Month 3, Week 2
What's Going On with My Baby Now?
Your baby has a lot to say! He may not be able to form words yet, but he's making more and more sounds and using his tone of voice to tell you how he's feeling.
You may notice these growing signs of language and social development:
- Your baby enjoys playing with you, and may tell you he's mad by crying when the game stops.
- He's begun to babble! These simple sounds are the building blocks of his first words.
- He's learning that smiling at you makes you smile back, and will smile at the sound of your voice.
You might wonder about:
- Colic. If your baby has colic -- frequent periods of uncontrollable crying -- that should be coming to an end about now.
- Your child's temperament. As he grows, you're learning that he has a definite personality. And it may be different from yours! Remember, even as a baby, your child is a person all his own.
- Relationships with caregivers. Your baby needs to learn to develop close and trusting relationships with others. Let him get comfortable being held and talked to by someone else while you're around.
Establishing Good Sleep Habits
Weekly Tip Set
- Remember: Back to sleep, tummy to play. Back sleeping is the safest position for baby, in order to avoid SIDS (sudden infant death syndrome).

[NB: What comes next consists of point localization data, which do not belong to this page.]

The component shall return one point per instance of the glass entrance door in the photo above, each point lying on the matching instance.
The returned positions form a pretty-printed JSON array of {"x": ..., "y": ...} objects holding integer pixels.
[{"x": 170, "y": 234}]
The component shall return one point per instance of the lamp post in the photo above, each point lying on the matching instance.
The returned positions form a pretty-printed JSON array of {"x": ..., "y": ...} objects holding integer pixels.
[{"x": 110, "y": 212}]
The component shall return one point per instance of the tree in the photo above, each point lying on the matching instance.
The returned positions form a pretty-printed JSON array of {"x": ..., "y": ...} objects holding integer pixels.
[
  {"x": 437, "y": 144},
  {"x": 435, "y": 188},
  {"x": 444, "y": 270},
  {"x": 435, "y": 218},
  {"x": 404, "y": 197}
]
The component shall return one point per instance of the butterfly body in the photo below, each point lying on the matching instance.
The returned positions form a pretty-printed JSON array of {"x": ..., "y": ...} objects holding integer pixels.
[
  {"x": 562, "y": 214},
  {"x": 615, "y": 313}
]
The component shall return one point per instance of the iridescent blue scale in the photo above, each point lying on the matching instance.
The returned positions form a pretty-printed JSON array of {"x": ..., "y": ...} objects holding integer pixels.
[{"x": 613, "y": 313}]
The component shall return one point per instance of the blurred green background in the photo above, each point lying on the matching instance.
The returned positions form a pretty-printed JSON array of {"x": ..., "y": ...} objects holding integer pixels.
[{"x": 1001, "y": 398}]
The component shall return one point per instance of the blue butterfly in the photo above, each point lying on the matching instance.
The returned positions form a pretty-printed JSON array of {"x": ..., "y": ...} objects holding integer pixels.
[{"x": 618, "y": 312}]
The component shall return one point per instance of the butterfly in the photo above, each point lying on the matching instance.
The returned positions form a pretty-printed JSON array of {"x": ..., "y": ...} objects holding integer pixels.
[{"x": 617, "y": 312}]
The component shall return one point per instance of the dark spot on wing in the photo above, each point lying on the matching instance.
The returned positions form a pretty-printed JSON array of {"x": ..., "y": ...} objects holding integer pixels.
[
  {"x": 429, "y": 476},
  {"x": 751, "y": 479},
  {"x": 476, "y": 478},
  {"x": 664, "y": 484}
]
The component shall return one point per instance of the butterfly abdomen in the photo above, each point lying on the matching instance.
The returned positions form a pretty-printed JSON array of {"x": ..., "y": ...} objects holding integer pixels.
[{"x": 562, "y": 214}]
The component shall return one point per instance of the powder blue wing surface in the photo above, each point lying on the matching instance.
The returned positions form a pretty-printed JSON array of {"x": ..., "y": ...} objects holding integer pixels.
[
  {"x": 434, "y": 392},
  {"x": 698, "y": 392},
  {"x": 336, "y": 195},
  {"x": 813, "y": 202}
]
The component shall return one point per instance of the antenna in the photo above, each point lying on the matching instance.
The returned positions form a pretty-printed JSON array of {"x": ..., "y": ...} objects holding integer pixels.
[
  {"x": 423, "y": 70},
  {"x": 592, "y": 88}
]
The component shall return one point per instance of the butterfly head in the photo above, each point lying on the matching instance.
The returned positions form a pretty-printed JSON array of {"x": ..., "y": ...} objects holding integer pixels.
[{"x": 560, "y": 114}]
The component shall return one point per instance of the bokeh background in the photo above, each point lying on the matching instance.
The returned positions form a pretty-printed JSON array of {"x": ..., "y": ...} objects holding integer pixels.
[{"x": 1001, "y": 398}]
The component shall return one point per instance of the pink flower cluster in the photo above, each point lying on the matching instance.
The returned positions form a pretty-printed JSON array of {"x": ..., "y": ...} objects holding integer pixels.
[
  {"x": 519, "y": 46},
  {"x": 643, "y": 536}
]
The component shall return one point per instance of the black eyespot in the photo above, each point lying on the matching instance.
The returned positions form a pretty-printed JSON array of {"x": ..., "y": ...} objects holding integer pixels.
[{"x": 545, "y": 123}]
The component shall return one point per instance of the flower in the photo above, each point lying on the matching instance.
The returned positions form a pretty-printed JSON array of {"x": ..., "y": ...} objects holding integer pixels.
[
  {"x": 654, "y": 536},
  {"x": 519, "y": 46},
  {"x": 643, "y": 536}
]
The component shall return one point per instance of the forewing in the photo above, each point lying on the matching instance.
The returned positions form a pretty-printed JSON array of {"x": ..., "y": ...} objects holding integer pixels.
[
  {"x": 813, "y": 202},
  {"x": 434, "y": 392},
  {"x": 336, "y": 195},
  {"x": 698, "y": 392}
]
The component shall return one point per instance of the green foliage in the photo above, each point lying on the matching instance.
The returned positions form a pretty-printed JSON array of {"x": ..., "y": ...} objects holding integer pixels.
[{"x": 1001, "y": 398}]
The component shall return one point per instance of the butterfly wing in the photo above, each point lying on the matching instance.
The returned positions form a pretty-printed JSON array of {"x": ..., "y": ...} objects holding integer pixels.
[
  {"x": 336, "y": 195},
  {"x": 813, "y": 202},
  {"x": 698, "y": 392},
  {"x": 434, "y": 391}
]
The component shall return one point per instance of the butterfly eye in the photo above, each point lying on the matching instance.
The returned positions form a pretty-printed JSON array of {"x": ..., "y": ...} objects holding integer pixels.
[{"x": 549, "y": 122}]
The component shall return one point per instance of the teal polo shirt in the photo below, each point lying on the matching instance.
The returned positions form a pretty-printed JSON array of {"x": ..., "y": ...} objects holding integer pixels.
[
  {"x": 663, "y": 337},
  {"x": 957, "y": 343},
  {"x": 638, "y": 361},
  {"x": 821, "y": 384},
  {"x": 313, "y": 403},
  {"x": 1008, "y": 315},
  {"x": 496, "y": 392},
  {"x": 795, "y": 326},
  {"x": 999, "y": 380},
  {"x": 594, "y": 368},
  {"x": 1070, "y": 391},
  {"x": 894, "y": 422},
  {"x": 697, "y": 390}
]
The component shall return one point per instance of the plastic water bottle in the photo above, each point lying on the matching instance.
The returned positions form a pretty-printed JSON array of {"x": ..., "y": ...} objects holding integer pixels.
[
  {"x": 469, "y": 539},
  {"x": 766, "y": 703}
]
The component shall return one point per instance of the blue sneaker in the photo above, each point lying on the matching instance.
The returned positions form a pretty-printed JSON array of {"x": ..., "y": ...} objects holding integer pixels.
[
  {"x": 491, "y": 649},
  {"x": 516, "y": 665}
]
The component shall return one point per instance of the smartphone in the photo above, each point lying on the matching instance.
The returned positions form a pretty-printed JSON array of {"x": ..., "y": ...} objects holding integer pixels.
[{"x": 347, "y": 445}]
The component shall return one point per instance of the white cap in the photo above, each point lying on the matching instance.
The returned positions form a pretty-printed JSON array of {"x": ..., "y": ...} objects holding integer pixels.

- Offer your baby a pacifier. It also has been found to be helpful in the prevention of SIDS.
- Don’t rely on any device which claims to prevent SIDS, such as monitors, wedges, or positioners.
- To avoid developing a flat spot on your baby's head, vary his position when he's awake and alternate which direction you place your baby's feet in his crib.
- Don't let your baby overheat. Make sure his pajamas are light, and use a sleep sack or wearable blanket for safety.
- Give your baby at least two or three "tummy time" sessions for at least 3-5 minutes a day. Don't leave him on his tummy unsupervised.
- Never put your baby down to sleep on a couch, chair, waterbed, or cushion.
- Don't let your baby sleep in a stroller, swing, or bouncer for extended periods of time -- unless it's the only way he'll sleep.
- For safety, keep soft bumpers, stuffed toys, blankets, and sleep positioners out of the crib.
- Get some skin-to-skin contact with her in these early months. It helps with her neurological development.
- By now, you've probably learned your baby's "witching hours" -- times when he's fussy or fitful. If rocking and soothing doesn't work, try distracting him with something different, like making funny faces or taking him outside.